Sunday, July 27, 2008

Rami: Response to Mike's 7/22 Post

When it comes to matters of peace two Jewish texts come to mind, both of which would have been known to Jesus. The first is Psalm 34:14, “Seek peace, and pursue it.” The second is from Rabbi Hillel’s “Love peace, pursue peace, and love humankind,” (Pirke Avot 1:12).

Before we can talk about loving, seeking and pursuing peace, however, we have to define peace itself. The Hebrew word for peace is shalom and it shares a root (sh-l-m) with the Hebrew word shalem, wholeness. Peace is what arises when there is wholeness; that is to say when we realize that all opposites are complements in the greater unity of God.

To achieve shalom/shalem (peace/wholeness) we must overcome our sense of separation from God, and consequent alienation from one another and from nature. When Adam eats from the Tree of Knowledge of Good and Evil, God says he has become k’achad mimenu (Genesis 3:22), not “like one among us,” as most English translations put it, but, more accurately, “like one unique from us.” Being “unique from God” means being separated from God, and hence separated from all things for God includes all things. It is this sense of separation and alienation, symbolized by our expulsion from Eden, that is the human condition.

The “original sin” in Judaism is a shattering of wholeness, our sense of belonging and place where, as the Prophet Micah puts it, all people have enough to eat, and no one is afraid (Micah 4:3-4). The loss of this wholeness gives rise to alienation, which triggers fear, and fear in turn leads the alienated ego to engage the world angrily and violently, seeking to grab what it wants at the expense of both person and planet. To put an end to this violence, we must put an end to fear; and to put an end to fear we must re-pair ourselves with the world (what Judaism calls tikkun haolam), and then re-pair the world with God (tikkun hanefesh). We must become, as Jesus said, shalom-makers, makers of the wholeness that gives rise to peace.

Peace, then, is not simply the ending of conflict, but the making of wholeness. Peace is learning how to embrace conflict without losing one’s sense of wholeness. This, I think, is what Jesus means when he says, “Love your enemies,” (Matthew 5:44). He still recognizes that we have enemies, but urges us to encounter them in a way that recognizes the divine within them, and in so doing work toward re–pairing all beings in the greater oneness of God.

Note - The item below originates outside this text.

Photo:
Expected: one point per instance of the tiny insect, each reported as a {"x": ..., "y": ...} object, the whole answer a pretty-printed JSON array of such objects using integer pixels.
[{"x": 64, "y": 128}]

How do we do this? How do we seek peace and pursue peace? I think Micah holds the key: “They will beat their swords into ploughshares, and their spears into pruning knives; nation shall not lift sword against nation, nor will they learn war anymore. They will eat, each man under his vine and under his fig tree, and none will make them afraid…” (Micah 4:3-4). Reverse the order of Micah and we have a program for peace: End fear, provide security of place and abundant food, and there will be no need to study war or wage it.

The 23rd Psalm tells us something very similar. Fear, primarily fear of not having enough of what we need to survive, drives the alienated ego. The 23rd Psalm tells us that when we surrender to God’s guidance, that is when we learn to act in harmony with the Whole, we “shall not want,” we will no longer lack for anything. Without want there is no fear, and without fear there is no need to separate myself from you in order to exploit you to get what I want. Micah and the Psalmist are saying the same thing, and so, I suggest, is Jesus.

So, to be as clear as I can, to seek peace is to seek peace within myself: to end my sense of fear, and the anger and violence that accompanies it, by realizing my unity with God. To pursue peace is to pursue peace outwardly, to work toward ending fear in the world, and thus ending the need for violence, oppression, exploitation, and war.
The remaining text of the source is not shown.